According to Azerbaijan's Ministry of Defense, at least two Azerbaijanian servicemen were wounded. While the Armenian Defense Ministry said three Armenian servicemen were killed and four wounded. The most recent clashes come just days after the two countries traded fire near the Armenian village of Yeraskh and the Azerbaijani village of Heydarabad.
Leyla Abdullayeva, spokesperson for the Ministry of Foreign Affairs in Azerbaijan said in a tweet that Armenia bore the responsibility for recent clashes:
According to @wwwmodgovaz positions of the Azerbaijani Army were again subjected to fire on Kalbajar section of the #Armenia-#Azerbaijan state border. 2 servicemen wounded. Armenia bears full responsibility for the escalation of tensions along the state border of two states!

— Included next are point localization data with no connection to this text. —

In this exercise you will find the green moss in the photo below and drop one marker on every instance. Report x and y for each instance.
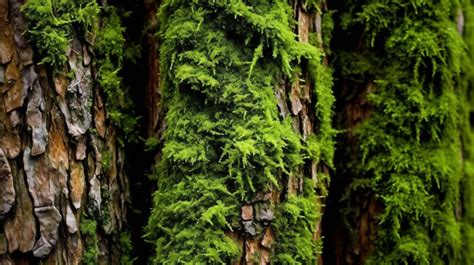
(467, 95)
(294, 229)
(125, 248)
(111, 52)
(51, 24)
(224, 140)
(409, 149)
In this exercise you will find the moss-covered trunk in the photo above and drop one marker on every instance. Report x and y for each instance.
(404, 176)
(63, 188)
(248, 166)
(245, 149)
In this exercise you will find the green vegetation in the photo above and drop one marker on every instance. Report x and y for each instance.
(125, 248)
(88, 228)
(51, 24)
(224, 140)
(409, 149)
(111, 52)
(467, 122)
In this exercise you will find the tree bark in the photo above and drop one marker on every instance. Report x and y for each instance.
(63, 188)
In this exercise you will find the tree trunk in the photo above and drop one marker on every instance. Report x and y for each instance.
(230, 106)
(64, 191)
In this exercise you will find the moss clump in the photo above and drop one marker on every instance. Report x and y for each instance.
(51, 24)
(225, 140)
(112, 51)
(409, 149)
(467, 96)
(295, 229)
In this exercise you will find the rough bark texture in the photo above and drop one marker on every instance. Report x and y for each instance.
(53, 137)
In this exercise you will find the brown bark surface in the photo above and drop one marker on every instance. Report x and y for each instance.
(54, 143)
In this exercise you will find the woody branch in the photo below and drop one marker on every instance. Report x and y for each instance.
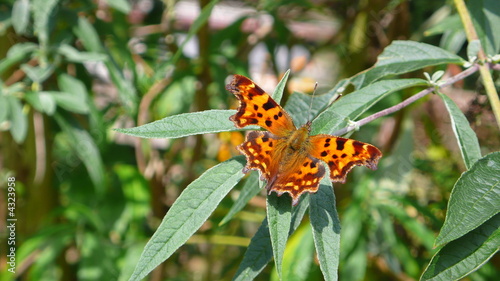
(462, 75)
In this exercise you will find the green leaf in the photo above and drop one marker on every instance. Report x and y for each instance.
(75, 55)
(187, 124)
(466, 254)
(68, 101)
(21, 14)
(188, 213)
(474, 199)
(88, 35)
(280, 88)
(259, 252)
(74, 96)
(36, 73)
(85, 148)
(43, 11)
(121, 5)
(248, 191)
(351, 106)
(4, 109)
(450, 23)
(326, 229)
(15, 54)
(485, 17)
(279, 218)
(19, 120)
(299, 255)
(473, 49)
(402, 57)
(421, 233)
(41, 101)
(466, 137)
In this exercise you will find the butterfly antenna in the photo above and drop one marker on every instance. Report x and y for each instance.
(312, 99)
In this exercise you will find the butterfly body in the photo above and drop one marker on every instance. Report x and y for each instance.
(288, 157)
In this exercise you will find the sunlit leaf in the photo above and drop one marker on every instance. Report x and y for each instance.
(474, 199)
(279, 218)
(402, 57)
(356, 103)
(326, 229)
(485, 17)
(18, 119)
(466, 137)
(259, 252)
(21, 14)
(181, 125)
(299, 254)
(191, 209)
(248, 191)
(466, 254)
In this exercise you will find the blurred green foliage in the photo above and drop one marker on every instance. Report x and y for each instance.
(88, 198)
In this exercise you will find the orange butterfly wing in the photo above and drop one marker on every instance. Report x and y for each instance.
(258, 108)
(287, 157)
(341, 154)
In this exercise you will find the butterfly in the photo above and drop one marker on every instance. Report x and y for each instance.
(288, 157)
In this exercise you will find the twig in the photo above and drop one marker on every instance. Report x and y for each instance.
(471, 70)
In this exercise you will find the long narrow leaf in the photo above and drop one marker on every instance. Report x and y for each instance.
(248, 191)
(299, 255)
(474, 199)
(466, 137)
(279, 218)
(188, 213)
(259, 252)
(326, 229)
(356, 103)
(187, 124)
(402, 57)
(466, 254)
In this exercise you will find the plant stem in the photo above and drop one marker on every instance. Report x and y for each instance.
(473, 69)
(484, 70)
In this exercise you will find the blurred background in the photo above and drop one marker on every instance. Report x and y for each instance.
(88, 198)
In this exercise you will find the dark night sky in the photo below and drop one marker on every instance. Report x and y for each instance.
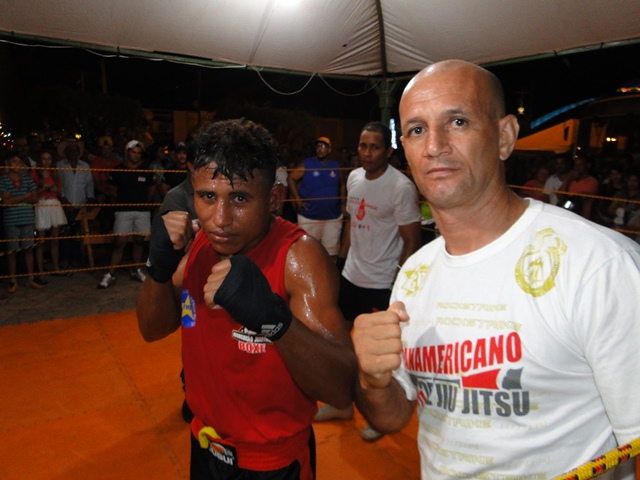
(544, 85)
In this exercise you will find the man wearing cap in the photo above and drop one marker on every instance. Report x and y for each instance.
(131, 186)
(77, 190)
(318, 192)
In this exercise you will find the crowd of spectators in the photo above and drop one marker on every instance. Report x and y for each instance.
(70, 173)
(603, 189)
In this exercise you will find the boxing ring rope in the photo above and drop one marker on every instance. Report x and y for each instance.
(603, 463)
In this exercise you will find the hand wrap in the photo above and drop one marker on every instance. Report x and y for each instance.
(246, 295)
(163, 259)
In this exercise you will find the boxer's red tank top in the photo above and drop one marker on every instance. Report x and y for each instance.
(237, 382)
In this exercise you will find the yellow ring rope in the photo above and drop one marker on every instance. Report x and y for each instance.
(605, 462)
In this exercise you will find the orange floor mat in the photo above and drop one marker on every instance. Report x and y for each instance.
(87, 398)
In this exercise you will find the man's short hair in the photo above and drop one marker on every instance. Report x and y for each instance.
(237, 147)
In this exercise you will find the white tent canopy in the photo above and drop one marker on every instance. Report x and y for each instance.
(342, 37)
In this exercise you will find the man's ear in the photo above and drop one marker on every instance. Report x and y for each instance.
(509, 129)
(276, 197)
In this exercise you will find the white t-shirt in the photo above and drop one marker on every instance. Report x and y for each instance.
(524, 355)
(551, 186)
(377, 208)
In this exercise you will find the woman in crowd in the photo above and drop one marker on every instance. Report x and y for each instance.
(49, 212)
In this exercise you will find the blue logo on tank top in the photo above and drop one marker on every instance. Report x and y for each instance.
(188, 310)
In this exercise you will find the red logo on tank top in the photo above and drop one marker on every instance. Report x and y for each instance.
(250, 342)
(361, 210)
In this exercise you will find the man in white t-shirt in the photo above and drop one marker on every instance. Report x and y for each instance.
(382, 231)
(515, 332)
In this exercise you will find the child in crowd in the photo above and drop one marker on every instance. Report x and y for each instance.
(18, 190)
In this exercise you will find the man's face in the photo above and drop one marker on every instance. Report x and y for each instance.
(453, 139)
(22, 146)
(234, 218)
(134, 157)
(581, 166)
(45, 159)
(322, 150)
(107, 150)
(15, 164)
(560, 164)
(372, 154)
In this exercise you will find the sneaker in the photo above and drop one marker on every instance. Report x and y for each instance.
(107, 281)
(327, 412)
(369, 434)
(138, 275)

— Leyla Abdullayeva (@LAbdullayevaMFA) July 28, 2021
Meanwhile, Armenia's Ministry of Defense said, “All responsibility for the aggravation of the situation lies with the military-political leadership of Azerbaijan.” While the country's Ministry of Foreign Affairs said in a statement that “the Azerbaijani side has been deliberately initiating escalation.”
Later that day, both sides agreed to deescalate tensions in a move proposed by Russia.

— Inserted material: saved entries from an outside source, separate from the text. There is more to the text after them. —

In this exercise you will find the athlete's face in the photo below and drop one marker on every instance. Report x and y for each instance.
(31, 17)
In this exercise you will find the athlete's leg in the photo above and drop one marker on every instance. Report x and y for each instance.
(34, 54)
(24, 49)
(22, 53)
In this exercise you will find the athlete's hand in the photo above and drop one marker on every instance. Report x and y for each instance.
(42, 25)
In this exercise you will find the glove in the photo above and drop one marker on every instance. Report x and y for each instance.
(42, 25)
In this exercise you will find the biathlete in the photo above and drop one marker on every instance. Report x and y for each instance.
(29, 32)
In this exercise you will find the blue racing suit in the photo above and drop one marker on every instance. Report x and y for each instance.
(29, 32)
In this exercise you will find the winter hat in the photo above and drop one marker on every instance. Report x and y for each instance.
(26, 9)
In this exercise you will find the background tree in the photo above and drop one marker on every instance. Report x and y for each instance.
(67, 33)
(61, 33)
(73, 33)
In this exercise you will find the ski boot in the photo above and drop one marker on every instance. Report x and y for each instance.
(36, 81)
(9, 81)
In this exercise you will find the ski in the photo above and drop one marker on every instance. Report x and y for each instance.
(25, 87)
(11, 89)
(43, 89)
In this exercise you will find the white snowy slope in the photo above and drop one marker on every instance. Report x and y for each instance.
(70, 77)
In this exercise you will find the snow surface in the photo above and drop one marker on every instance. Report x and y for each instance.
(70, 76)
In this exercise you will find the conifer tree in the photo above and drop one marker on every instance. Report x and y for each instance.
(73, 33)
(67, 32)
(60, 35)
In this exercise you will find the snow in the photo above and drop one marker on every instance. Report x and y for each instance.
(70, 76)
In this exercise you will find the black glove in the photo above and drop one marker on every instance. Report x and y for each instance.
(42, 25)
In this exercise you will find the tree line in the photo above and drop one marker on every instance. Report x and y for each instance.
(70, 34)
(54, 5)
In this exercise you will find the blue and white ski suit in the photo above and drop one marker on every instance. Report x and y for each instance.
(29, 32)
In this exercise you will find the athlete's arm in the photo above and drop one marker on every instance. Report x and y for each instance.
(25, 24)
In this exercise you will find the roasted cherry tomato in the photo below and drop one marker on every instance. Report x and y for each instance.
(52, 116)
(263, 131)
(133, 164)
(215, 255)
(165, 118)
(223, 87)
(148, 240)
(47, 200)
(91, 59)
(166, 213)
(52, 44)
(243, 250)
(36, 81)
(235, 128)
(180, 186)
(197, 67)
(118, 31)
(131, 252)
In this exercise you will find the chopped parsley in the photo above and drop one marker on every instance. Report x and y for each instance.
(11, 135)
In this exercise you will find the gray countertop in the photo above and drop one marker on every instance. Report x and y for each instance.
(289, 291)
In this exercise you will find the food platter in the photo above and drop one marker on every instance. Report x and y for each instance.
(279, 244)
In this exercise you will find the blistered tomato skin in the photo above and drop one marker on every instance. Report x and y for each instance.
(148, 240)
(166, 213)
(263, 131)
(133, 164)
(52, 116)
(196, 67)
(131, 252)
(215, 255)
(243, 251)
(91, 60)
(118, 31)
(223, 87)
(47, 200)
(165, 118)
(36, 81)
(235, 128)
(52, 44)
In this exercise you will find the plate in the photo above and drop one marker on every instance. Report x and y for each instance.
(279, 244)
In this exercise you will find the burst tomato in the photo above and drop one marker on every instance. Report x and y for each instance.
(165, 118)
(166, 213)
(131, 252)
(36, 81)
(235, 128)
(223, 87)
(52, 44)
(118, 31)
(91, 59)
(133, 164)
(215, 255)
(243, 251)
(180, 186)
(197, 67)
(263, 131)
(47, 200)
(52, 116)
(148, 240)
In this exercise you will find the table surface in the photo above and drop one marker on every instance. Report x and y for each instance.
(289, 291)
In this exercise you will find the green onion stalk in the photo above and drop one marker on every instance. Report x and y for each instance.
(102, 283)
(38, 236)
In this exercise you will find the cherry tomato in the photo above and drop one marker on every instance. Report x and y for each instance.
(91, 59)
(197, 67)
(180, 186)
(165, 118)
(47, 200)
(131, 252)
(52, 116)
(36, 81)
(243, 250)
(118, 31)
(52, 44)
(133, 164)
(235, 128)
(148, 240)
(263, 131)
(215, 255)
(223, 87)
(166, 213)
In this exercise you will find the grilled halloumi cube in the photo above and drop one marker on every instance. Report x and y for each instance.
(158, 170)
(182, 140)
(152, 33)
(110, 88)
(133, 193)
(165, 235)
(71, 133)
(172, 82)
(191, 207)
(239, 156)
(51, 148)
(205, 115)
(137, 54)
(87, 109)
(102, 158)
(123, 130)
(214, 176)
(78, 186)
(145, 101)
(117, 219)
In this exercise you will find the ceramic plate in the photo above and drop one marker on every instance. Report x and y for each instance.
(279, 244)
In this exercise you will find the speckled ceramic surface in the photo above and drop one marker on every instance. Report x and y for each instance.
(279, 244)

Earlier in July, both the EU and the US urged the two sides to reduce tensions.
Deeply worrying developments continue on – state border. Reiterate our call for restraint and separation of forces & constructive engagement on border issues before new casualties are registered. stands ready to assist the sides.
— Toivo Klaar (@ToivoKlaar) July 20, 2021
Միացյալ Նահանգները մտահոգված է Հայաստանի և Ադրբեջանի սահմանի երկայնքով գրանցվող միջադեպերով, հատկապես՝…
Posted by U.S. Embassy Yerevan on Tuesday, July 20, 2021
Last year's war claimed at least 6,900 lives. The ceasefire signed in November saw Azerbaijan regain control over all seven adjacent districts and parts of Nagorno-Karabakh previously controlled by ethnic Armenians.